Among the many mass-produced, intensely colored objects such as pocketbook covers, belts, shoulder bags, coasters, etc. that some Huichol make, the best known—and most creative– are the “yarn paintings.” These are flat pictures created by gluing onto plywood panels, colored yarn arranged into psychedelic-like representations of visions presumably seen by the artists when under the influence. While I was designing the exhibit, a representative of the Huichol culture discussed the “paintings,” with me and I bought from him, the 2’ X 2’ picture shown below, by Jose Benitez Sanchez, the major artist of the genre. At home we display it prominently in our stairwell .


Huichol Shamen Walk the Bright Path Into Enlightenment.

[More CLOTH IMAGES to come]






  1. mygingerpig says:

    I know about the Huichol yarn paitings. My late father-in-law, Lewis Wolberg (M.D.) had a collection of Huichol yarn paintings, purchased from the Indians in their village in Tepic, Mexico in the 1970s.
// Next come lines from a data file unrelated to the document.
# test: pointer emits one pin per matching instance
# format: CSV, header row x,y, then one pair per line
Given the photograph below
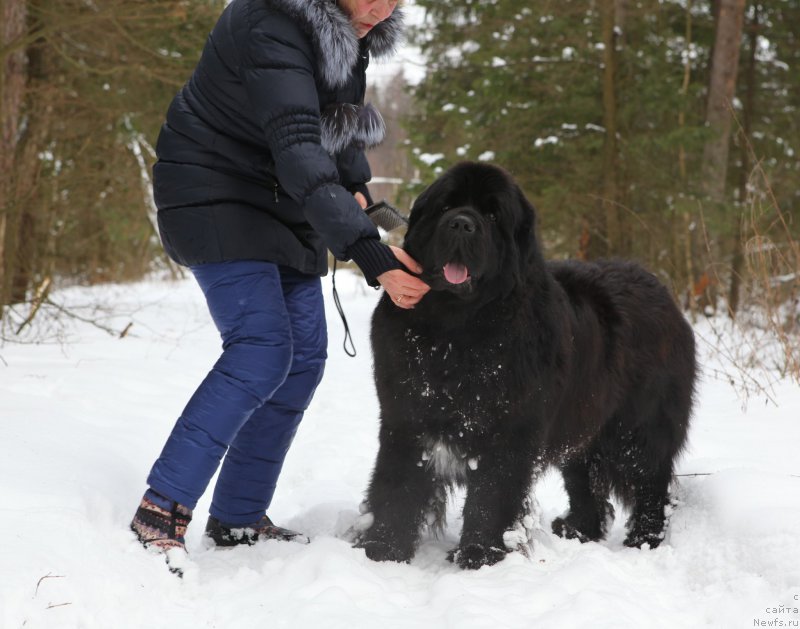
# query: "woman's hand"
x,y
360,199
405,289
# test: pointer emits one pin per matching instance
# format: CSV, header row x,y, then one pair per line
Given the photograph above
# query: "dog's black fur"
x,y
587,366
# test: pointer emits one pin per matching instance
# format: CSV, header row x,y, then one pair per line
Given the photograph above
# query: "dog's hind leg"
x,y
643,459
399,496
587,484
498,489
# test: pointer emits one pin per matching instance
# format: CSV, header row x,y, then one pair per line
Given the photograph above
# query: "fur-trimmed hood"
x,y
334,38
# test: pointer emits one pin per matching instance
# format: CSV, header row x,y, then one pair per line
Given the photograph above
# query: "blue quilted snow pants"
x,y
274,340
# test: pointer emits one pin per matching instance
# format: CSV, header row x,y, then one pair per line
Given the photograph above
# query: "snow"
x,y
85,413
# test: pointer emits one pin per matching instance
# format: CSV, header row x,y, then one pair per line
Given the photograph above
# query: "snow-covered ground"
x,y
85,413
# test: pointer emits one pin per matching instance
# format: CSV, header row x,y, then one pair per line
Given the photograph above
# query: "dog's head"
x,y
472,231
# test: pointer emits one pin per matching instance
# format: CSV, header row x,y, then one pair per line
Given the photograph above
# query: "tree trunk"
x,y
13,14
610,194
724,67
737,262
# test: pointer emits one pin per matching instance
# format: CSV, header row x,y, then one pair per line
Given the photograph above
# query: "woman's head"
x,y
365,14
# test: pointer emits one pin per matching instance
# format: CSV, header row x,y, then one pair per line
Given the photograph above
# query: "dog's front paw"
x,y
473,556
381,551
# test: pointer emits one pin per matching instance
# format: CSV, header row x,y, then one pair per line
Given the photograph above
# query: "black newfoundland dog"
x,y
511,364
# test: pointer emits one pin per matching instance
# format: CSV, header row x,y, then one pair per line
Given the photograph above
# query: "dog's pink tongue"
x,y
455,273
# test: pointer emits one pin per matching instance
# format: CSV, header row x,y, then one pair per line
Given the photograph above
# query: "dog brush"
x,y
385,216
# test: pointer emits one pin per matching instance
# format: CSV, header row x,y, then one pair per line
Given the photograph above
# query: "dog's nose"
x,y
462,223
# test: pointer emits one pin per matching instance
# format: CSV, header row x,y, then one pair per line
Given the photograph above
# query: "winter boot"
x,y
223,535
161,527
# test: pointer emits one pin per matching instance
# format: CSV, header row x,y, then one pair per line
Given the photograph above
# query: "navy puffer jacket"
x,y
264,145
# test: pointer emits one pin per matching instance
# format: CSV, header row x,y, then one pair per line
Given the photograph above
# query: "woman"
x,y
261,168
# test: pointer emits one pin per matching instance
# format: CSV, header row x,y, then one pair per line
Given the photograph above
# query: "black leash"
x,y
347,336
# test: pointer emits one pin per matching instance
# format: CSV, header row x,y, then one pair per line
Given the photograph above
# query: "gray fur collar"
x,y
343,124
335,41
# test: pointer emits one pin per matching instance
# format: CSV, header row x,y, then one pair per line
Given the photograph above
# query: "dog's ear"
x,y
525,233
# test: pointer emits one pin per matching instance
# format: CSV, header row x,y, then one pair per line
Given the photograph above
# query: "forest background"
x,y
666,131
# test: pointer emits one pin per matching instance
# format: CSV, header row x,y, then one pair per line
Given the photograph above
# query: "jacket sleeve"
x,y
278,73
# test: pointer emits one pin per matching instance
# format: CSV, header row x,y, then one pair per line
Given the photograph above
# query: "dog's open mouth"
x,y
455,273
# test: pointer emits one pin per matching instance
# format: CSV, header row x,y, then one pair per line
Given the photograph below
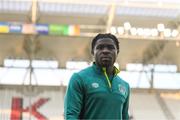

We have several framed and unframed on the walls of our lake house and in my city apartment. These originated as artists’ interpretations of hallucinations brought on by eating mushrooms in a religious ceremony. The hallucinated vision or dream story is written on the back of the plywood panels. Some time after they became tourists souvenirs sold in a gallery in Tepic, the paintings were created directly and without the hallucinations. My father-in-law showed the paintings to Harry Abrahms, a friend and publisher of coffee table art books. (Abrahms published his micro-photographs in a book entitled “Microart. Art images In a Hidden World.”)

    Harry purchased hundreds of these paintings and created a book about them with the idea of creating high value for his collection, which he would then sell. Unfortunately, the idea did not work. We sold dozens of the larger paintings (6’x 4′) to a gallery in New Mexico. But we kept many of the large and smaller ones in our collection.

    I’ll post some photos of our yarn paintings.


    • ebbergmann says:

      Joel, that’s fascinating! I’d love to see photos of as many of your yarn pictures as you can show. If you can, please include artist’s names of each. The representative of the Huichol that I met (who sold me the picture) was/is the grandson of the last legal Prime Minister (I believe that was his title) of the Spanish Republic–1936. Just checked and the family name–Huichol representative and Spanish Prime Minister was Negrin.

  2. mygingerpig says:

    Correction: The hallucinogen was Peyote, as you write in your post, not mushrooms. The paintings were made on plywood panels, the largest of which were 6′ x 4′, with smaller versions being cut from these panels in squares, some as small as 1′ x 1′.